A bit of recent research confirmed what I’ve seen for many years: Power corrupts thinking. As reported in the Harvard Business Review, “feelings of power prompt leaders to verbally dominate and to resist others’ ideas,” resulting in a 17 percent decline in goal attainment. That’s a big deal! What CEO can afford to have that kind of deficit? Perhaps one who feels really powerful!
In my experience, this feeling of power doesn’t happen overnight. It’s much less like a flu virus and more like obesity. It takes a lot of Cheetos and time to get fat and you don’t develop a powerful self-image overnight.
I’ve written about the challenge of being certain rather than just confident. Donald Rumsfeld and Hugo Chávez were certain. Ronald Reagan and Abraham Lincoln were confident.
Feeling powerful is one part position, one part genetic and two parts experiential. By definition, CEOs have position authority, and most also have the genetic material to be confident. The experiential part is what can be managed.

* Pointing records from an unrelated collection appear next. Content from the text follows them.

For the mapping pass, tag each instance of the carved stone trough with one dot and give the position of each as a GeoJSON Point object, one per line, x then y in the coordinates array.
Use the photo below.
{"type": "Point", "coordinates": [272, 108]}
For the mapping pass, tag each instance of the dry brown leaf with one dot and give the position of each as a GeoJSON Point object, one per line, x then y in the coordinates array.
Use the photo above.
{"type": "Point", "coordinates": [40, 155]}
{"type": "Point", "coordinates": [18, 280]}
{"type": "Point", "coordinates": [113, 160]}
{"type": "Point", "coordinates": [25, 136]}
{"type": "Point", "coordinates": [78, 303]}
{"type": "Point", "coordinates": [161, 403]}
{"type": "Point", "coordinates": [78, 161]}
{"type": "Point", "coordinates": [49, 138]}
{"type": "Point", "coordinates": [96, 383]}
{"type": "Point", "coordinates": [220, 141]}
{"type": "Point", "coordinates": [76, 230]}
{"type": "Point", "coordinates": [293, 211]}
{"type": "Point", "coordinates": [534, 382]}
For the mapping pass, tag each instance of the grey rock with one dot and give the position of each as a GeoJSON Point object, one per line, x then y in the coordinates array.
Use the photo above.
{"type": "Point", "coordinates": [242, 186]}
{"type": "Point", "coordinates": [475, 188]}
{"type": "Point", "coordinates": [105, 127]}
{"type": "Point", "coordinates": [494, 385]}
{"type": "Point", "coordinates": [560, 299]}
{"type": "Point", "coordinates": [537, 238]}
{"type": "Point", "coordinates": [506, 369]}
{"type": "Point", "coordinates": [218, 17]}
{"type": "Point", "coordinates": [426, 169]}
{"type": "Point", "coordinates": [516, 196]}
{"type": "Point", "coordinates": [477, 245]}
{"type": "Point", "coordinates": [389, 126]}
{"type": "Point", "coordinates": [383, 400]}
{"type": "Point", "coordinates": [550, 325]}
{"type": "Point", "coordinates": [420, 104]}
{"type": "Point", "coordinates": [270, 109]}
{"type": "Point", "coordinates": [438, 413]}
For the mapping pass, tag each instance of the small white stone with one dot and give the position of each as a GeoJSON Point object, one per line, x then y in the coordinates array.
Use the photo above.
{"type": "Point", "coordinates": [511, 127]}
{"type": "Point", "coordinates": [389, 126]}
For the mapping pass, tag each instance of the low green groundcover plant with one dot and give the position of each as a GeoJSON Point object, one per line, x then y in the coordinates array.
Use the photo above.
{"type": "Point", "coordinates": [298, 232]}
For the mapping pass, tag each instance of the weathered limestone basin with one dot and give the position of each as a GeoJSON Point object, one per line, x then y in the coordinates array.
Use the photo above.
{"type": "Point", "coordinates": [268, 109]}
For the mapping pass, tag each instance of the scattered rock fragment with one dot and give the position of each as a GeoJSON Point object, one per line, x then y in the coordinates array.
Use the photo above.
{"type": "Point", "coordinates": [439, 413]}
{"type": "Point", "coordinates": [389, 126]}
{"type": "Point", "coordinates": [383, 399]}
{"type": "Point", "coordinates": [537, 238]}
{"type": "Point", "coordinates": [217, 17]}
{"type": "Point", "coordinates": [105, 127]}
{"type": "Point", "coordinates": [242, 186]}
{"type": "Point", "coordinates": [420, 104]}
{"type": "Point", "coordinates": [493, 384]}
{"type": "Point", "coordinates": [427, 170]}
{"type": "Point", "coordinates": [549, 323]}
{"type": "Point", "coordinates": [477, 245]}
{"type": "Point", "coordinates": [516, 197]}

If you surround yourself with people who usually say yes, you’ll feel powerful. If you have no systematized way to get feedback about your performance, you’ll become powerful by breathing your own exhaust. If you don’t own failure, you’ll definitively have at least a 17 percent disadvantage. (If you truly believe you’ve never failed, you’re powerfully hopeless.)
The anecdotes to feeling powerful all involve some pain. (Please note, those of you who suffer from lack of self-esteem or confidence need another course of action!) You have to get your butt kicked occasionally (though utter humiliation has very negative impact). You need some people on your team who call bull hockey when they see it, and you can’t beat them up for it! Get a coach to sit in your team meetings and give you honest feedback about your performance. Make sure you don’t live in a bubble. Get out to the warehouse, talk with some customers, hell — go undercover if you have a good disguise. But don’t sit on mahogany row and allow your loyal assistant to deflect the tough messages.
Many years ago, I was CEO of a midsize company and had two private equity partners on my board. I grew weary of what I thought were silly questions and maneuvered to get them “under my thumb.” Another board member wisely and kindly took me to lunch and noted that I’d done a masterful job of putting them in their place but was now in great danger of making a big mistake. He was absolutely right. I left lunch feeling less powerful but more confident.